Justice George also referred to the lands being occupied by the Seventh-Day Adventists. She said there also is evidence that some of the lands in question are owned by the State, especially those in the vicinity of Mount Roraima.
Considering this, and the fact that there may be competing claims to the lands by other groups, she found that it would not be prudent to grant a declaration giving the tribes possession of the lands “to the exclusion of all others”. As such, the tribes’ claim for damages resulting from “their unlawful deprivation of the lands” was refused.
In the end, Justice George declared that the Indigenous tribes hold communal and aboriginal titles to the lands, but those are subject to State lands and title.
The State has been ordered to pay the applicants $250,000 in court costs.
28 years ago, a group of Indigenous peoples of the Upper Mazaruni filed a court action against the Government, seeking legal recognition of their traditional and ancestral lands. After Guyana gained independence from the British in 1966, the following year, the Government instituted an Amerindian Lands Commission that was tasked with mapping and suggesting titles to be issued to Indigenous communities.
In 1991, titles were granted individually to each community, although they had requested to hold collective title to their traditional territory. According to reports, the villages of Paruima, Waramadong, Kamarang (Warawatta), Kako, Jawalla, and Phillipai in the Upper Mazaruni have long sought legal title over the area defined by the 1959 Amerindian District as one Akawaio/Arekuna district.

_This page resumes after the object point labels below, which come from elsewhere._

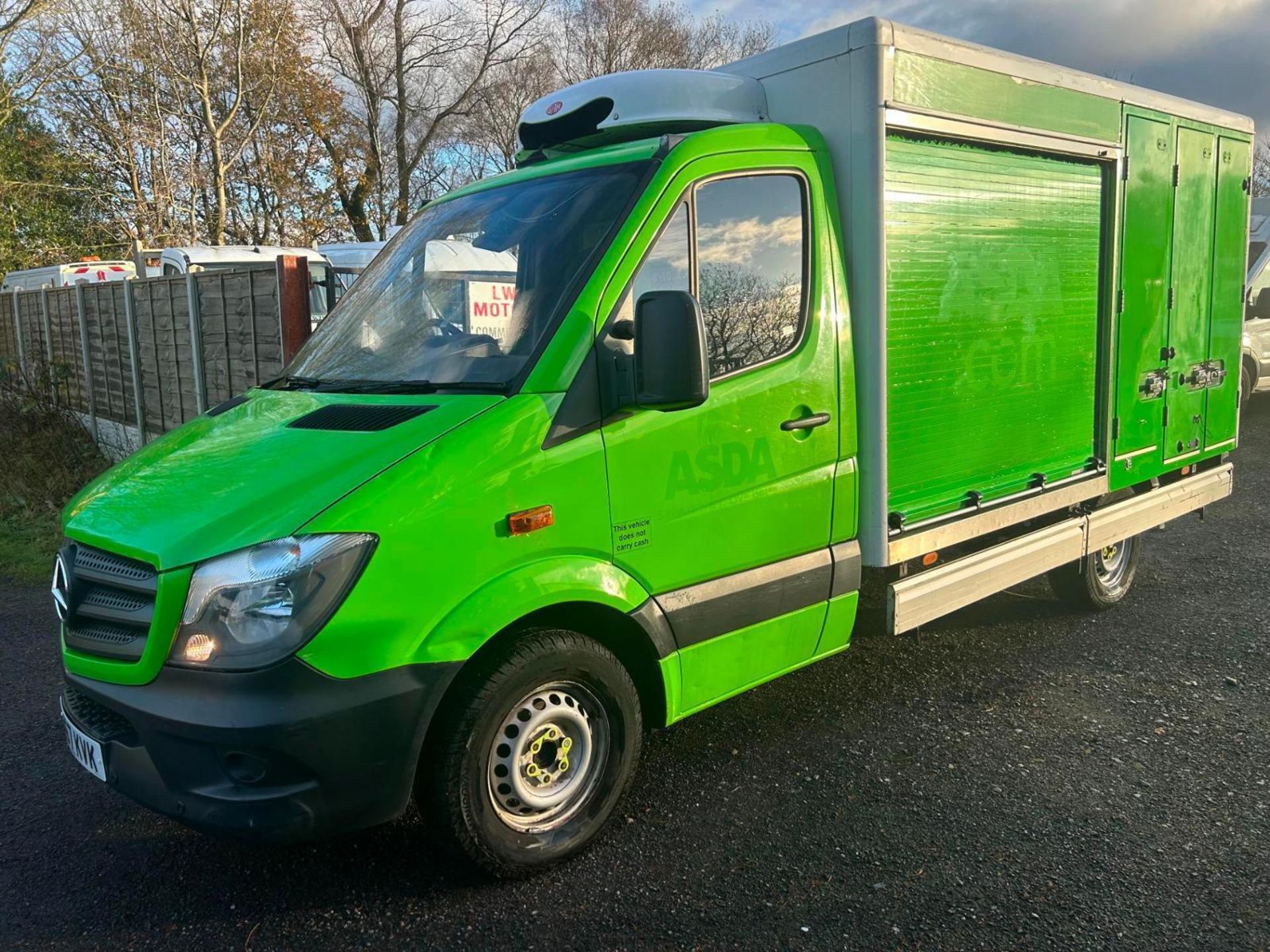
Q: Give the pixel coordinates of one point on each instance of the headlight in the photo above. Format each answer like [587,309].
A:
[258,606]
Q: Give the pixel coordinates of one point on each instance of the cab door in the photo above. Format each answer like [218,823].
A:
[723,510]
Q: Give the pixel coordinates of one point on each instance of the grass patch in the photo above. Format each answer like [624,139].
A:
[46,456]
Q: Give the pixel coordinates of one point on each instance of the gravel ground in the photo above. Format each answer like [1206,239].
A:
[1020,776]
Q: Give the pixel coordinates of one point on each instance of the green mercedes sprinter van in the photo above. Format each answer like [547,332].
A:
[875,315]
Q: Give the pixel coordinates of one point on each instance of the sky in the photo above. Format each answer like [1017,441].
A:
[1213,51]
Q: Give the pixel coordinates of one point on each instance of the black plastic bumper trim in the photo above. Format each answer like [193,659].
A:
[282,753]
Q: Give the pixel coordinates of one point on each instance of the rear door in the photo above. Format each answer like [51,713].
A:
[1191,292]
[1142,372]
[1230,252]
[723,510]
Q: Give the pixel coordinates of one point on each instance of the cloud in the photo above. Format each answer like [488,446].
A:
[773,241]
[1212,51]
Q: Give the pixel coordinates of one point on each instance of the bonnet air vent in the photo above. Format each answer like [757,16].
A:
[228,405]
[359,418]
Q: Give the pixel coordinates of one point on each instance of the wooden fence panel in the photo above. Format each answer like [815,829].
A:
[32,319]
[241,335]
[8,334]
[164,352]
[108,352]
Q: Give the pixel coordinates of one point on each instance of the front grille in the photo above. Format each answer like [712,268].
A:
[112,602]
[98,720]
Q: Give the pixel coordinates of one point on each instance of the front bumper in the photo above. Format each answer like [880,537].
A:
[282,753]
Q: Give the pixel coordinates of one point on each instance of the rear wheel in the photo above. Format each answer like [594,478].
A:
[1101,579]
[535,756]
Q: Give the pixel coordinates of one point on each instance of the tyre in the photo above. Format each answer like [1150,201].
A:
[534,754]
[1101,579]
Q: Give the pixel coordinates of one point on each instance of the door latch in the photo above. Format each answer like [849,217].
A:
[1155,385]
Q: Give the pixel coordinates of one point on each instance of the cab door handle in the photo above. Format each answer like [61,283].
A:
[806,423]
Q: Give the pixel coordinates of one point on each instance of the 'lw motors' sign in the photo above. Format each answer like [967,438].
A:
[489,307]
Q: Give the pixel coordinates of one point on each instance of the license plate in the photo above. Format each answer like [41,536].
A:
[84,749]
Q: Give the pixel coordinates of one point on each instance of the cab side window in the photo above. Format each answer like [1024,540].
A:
[666,268]
[746,263]
[749,268]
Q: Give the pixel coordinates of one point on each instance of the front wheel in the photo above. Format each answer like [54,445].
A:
[532,760]
[1101,579]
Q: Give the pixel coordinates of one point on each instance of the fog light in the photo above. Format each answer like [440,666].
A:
[200,648]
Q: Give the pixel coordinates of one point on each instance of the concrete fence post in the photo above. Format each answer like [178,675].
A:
[48,325]
[130,319]
[196,340]
[88,361]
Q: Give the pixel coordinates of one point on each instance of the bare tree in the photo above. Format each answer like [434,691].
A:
[748,317]
[611,36]
[592,38]
[24,54]
[218,56]
[411,71]
[107,98]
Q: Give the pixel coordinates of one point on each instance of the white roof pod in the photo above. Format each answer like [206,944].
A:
[640,103]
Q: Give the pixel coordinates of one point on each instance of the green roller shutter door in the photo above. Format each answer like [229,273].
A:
[992,321]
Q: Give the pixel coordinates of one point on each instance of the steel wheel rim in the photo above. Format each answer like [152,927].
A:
[546,757]
[1111,564]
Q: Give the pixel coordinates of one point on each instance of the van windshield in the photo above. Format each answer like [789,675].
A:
[465,294]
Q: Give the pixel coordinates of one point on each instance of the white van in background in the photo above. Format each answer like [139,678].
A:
[89,270]
[349,259]
[212,258]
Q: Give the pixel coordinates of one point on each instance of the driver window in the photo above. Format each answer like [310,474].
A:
[666,268]
[1259,296]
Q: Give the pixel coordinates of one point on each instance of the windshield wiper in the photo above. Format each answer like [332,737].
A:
[288,382]
[405,386]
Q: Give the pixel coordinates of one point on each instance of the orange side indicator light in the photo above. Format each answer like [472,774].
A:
[530,520]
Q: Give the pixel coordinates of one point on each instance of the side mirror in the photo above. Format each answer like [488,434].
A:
[671,371]
[1260,306]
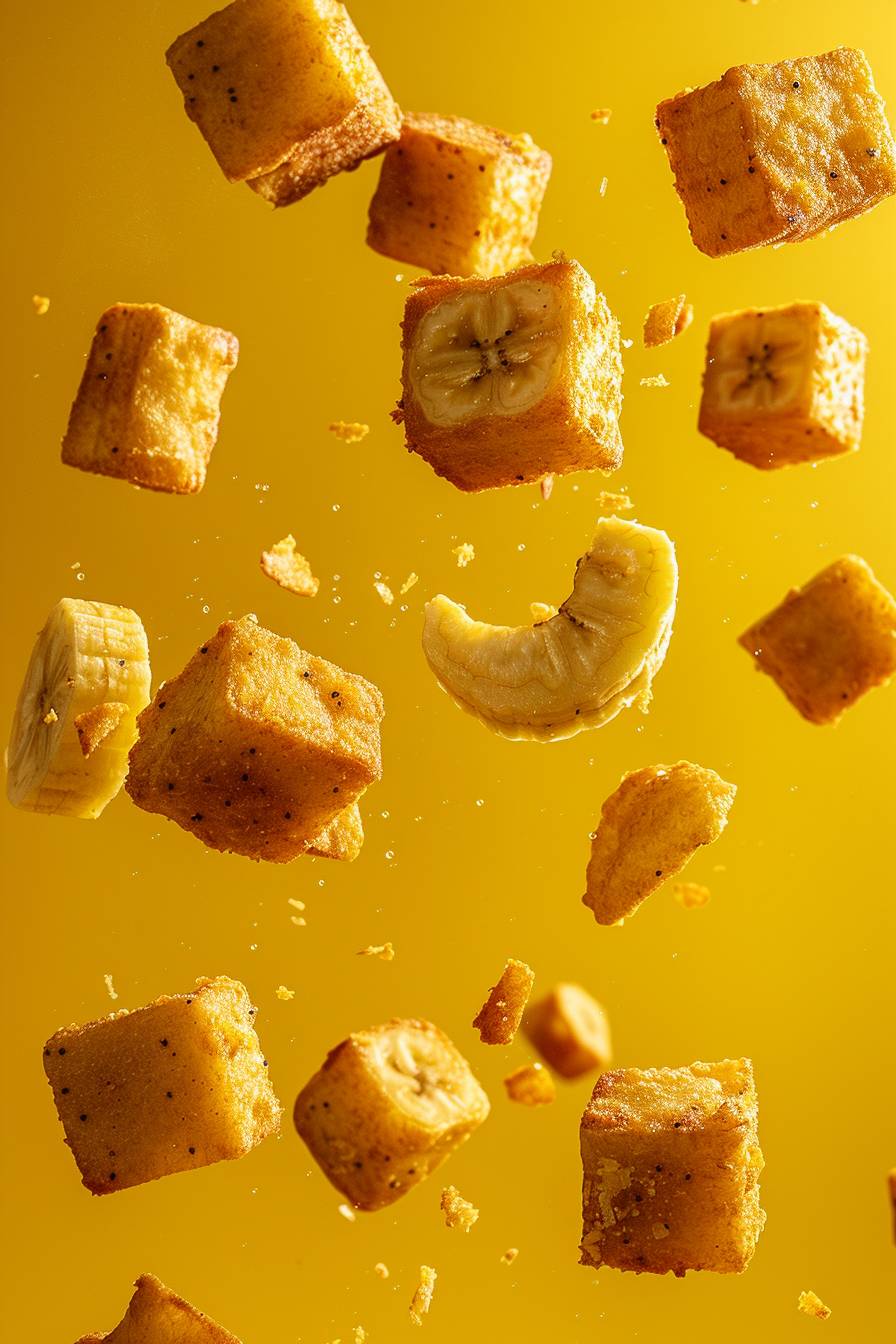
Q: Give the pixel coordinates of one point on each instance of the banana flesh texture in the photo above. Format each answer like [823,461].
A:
[87,655]
[579,668]
[490,352]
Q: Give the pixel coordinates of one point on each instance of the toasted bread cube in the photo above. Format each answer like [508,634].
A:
[149,399]
[649,828]
[570,1030]
[176,1085]
[285,93]
[157,1316]
[672,1161]
[829,641]
[387,1108]
[499,1019]
[458,198]
[777,153]
[509,379]
[257,746]
[783,385]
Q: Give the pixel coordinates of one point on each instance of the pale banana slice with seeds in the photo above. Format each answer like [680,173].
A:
[579,668]
[86,656]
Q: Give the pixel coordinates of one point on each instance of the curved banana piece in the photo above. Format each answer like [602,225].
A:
[579,668]
[89,657]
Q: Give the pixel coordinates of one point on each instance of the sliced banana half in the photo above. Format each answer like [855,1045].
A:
[87,656]
[488,352]
[579,668]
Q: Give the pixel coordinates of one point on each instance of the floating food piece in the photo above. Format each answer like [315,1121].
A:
[512,378]
[157,1316]
[458,1211]
[168,1087]
[387,1108]
[778,153]
[672,1161]
[579,668]
[570,1030]
[666,320]
[257,746]
[284,93]
[87,657]
[812,1305]
[531,1085]
[830,641]
[499,1019]
[783,385]
[458,198]
[285,566]
[649,827]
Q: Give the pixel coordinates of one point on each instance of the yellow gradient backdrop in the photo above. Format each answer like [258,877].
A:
[476,847]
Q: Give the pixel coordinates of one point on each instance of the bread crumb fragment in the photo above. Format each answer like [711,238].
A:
[422,1298]
[691,894]
[349,430]
[289,569]
[458,1211]
[813,1305]
[384,950]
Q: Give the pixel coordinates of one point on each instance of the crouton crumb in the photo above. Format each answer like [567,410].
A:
[349,430]
[458,1211]
[422,1298]
[813,1305]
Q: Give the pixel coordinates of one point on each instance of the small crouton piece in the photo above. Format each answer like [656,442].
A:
[670,1161]
[649,827]
[168,1087]
[387,1108]
[285,566]
[458,198]
[349,430]
[531,1085]
[157,1316]
[570,1030]
[813,1305]
[778,153]
[666,320]
[257,746]
[284,93]
[511,379]
[458,1211]
[830,641]
[422,1298]
[783,385]
[96,725]
[149,401]
[499,1018]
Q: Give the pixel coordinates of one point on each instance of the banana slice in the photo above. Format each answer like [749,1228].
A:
[86,656]
[488,352]
[579,668]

Dissatisfied at their request being ignored, the Arekuna and Akawaio people took the landmark case to court, to fight for their rights as Indigenous peoples of Guyana.
During the trial, they submitted archaeological evidence showing that their people have occupied the Mazaruni River basin for over 2000 years, and that their homes, cultures, and livelihoods depended on their territory.
The State had contended that it treats all of its citizens equally, and therefore the tribes’ contention that they were being discriminated against on the ground of their race in respect of being granted legal recognition of their rights to the lands was unsupported.
Final submissions in the case were made in 2017, prompting several Indigenous community leaders to protest the lengthy delay in bringing the matter to a conclusion. They had accused the judiciary of denying them their right to access to justice, which, according to the Inter-American Commission on Human Rights, requires a case to be determined within a reasonable time.